Israel owes its diverse Jewish population mostly to its history of, and foundation upon, aliyah, Jewish immigration. However, out of circa one hundred narrative films that pertain to aliyah, only a scattering depict the life of Jewish immigrants prior to leaving their countries of birth at length (including Lacking a Homeland, Nuri Habib, Israel, 1956; Escape to the Sun, Menahem Golan, Israel, 1972; Burning Land, Serge Ankri, Israel, 1984; Farewell, Baghdad, Nissim Dayan, Israel, 2013; and Fig Tree, Aalam-Warqe Davidian, Israel, Germany, France, Ethiopia, 2018). This gaping hole in Israeli cinema and scholarship begs to be addressed, clearly evoking the controversial issues from Israel`s Sabra and "people without a land" mythoi, to the "melting pot", "negating the exile" and post-Zionism ideologies and absorption (klita) methods; raising questions of identity, transnational engagement, and multi-culturalism. In such a diverse society, it is outrageous that so few stories of the life before immigration have been cinematically dramatized.
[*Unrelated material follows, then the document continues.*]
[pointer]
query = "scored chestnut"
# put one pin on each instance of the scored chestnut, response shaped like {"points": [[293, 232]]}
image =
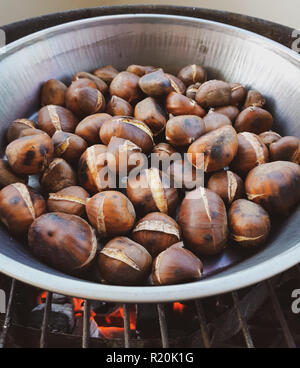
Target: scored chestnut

This paper will focus on the outliers within aliyah cinema: The films depicting life prior to immigration. Exploring which stories were chosen to be told out of the vast others that weren`t; what purposes these stories may have served within the broader Zionist narrative and Israeli historical contexts; and how the portrayals of life before aliyah have evolved over time can allow for new insights on the circumstances in which Israeli culture has allowed for a real diversity of identities, voices, heritages, and stories to be heard within its alleged multi-cultural nation.